Legendary Entertainment’s Mary Parent prioritizes the night before. “I wake up in the morning and a bunch of things can have happened overnight. It’s easy to get caught up in the new challenges of the morning. Everything I do in the day is informed by the five or 10 things that are ‘do or die,’ ” she says.
Choosing what not to do can be empowering. “You have to home in on what you’re great at,” says Erica Huggins, president of Seth MacFarlane’s Fuzzy Door Productions. In the past, she has juggled making films on location while also running a company. “I found I couldn’t do both things well. I had no choice but to rely on the people whom I picked to be my co-pilots in the company. Giving it up, in a way, makes you feel free.”
Color Force’s Nina Jacobson focuses on a finite number of projects. “Unequivocally, we don’t do anything that we don’t love,” she says.
For others, it’s about creating a productivity zone. “Wake up earlier than everyone else, when there’s no one around to interrupt,” Sidecar’s Gail Berman says. “It’s a great time for reading and assessing.” And avoid distractions by “staying off of Twitter,” says attorney Linda Lichter. At the beginning of the day, Warner Bros. Pictures COO Carolyn Blackwood (who tries not to schedule business lunches more than every other day) lights a candle and plays music, and CAA agent Ann Blanchard starts off with “quiet time and meditation, no matter how short.” Adds producer Caroline Baron: “Meditation is like hitting pause on my psyche before I charge into the day. Then I start making lists.”
Actual tools matter too. Jacobson swears by Evernote, while director Ondi Timoner uses Notes in her iPhone “for everything — that syncs to my laptop. From there I copy and paste to-do lists that I send to my team.” For producer Susan Downey, “Nothing beats an old-school, handwritten to-do list.”

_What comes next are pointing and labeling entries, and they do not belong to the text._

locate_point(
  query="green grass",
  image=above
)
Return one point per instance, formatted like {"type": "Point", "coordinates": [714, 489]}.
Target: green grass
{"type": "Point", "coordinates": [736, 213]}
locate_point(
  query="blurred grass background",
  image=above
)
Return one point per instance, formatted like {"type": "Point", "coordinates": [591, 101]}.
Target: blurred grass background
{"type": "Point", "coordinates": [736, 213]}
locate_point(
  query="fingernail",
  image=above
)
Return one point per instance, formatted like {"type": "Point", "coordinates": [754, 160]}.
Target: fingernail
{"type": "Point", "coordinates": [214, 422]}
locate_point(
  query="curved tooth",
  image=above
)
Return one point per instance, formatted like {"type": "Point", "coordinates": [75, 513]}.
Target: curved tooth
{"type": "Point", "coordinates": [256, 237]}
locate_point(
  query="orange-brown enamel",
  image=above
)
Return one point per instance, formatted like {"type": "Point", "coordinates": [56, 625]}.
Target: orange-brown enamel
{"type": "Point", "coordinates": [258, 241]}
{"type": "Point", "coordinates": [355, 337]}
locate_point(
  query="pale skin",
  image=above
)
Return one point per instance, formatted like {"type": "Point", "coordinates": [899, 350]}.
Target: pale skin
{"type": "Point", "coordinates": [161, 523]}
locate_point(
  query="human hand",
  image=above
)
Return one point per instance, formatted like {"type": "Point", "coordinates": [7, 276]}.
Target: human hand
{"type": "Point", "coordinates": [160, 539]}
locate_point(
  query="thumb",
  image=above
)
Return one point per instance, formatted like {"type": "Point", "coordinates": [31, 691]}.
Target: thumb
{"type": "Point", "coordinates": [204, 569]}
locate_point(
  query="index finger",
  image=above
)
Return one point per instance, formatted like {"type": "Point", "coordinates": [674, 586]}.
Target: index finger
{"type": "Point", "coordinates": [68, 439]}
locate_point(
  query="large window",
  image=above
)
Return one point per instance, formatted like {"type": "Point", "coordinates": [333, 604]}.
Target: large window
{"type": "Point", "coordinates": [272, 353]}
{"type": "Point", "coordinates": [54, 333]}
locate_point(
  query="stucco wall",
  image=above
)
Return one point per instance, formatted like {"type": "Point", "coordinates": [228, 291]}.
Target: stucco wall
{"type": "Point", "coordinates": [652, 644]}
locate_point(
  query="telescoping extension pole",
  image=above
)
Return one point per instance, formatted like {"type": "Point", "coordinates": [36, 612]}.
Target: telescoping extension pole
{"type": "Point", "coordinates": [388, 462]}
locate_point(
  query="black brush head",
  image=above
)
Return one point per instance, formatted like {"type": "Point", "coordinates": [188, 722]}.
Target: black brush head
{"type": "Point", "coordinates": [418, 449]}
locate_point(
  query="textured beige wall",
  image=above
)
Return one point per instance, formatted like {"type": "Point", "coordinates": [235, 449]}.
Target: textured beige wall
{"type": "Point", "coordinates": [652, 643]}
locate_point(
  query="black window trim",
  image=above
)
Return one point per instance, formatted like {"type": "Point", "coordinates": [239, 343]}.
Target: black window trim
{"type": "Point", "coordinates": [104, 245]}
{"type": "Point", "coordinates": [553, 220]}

Many efficiency hacks are related to commuting. Producer Suzanne Warren listens to plays and books while driving: “It leaves me more time to read what I have to actually read.” TriStar Pictures executive vp Nicole Brown limits her drive time by doing “all shopping — groceries, household items, clothes — from home with an app.” And Parent says she moved to be closer to work, eliminating a “punishing” drive. “It’s really reduced stress,” she says.
Most importantly, says Marvel Studios’ exec vp production Victoria Alonso, “Never procrastinate. If I don’t do it right away, it will fall through the cracks!”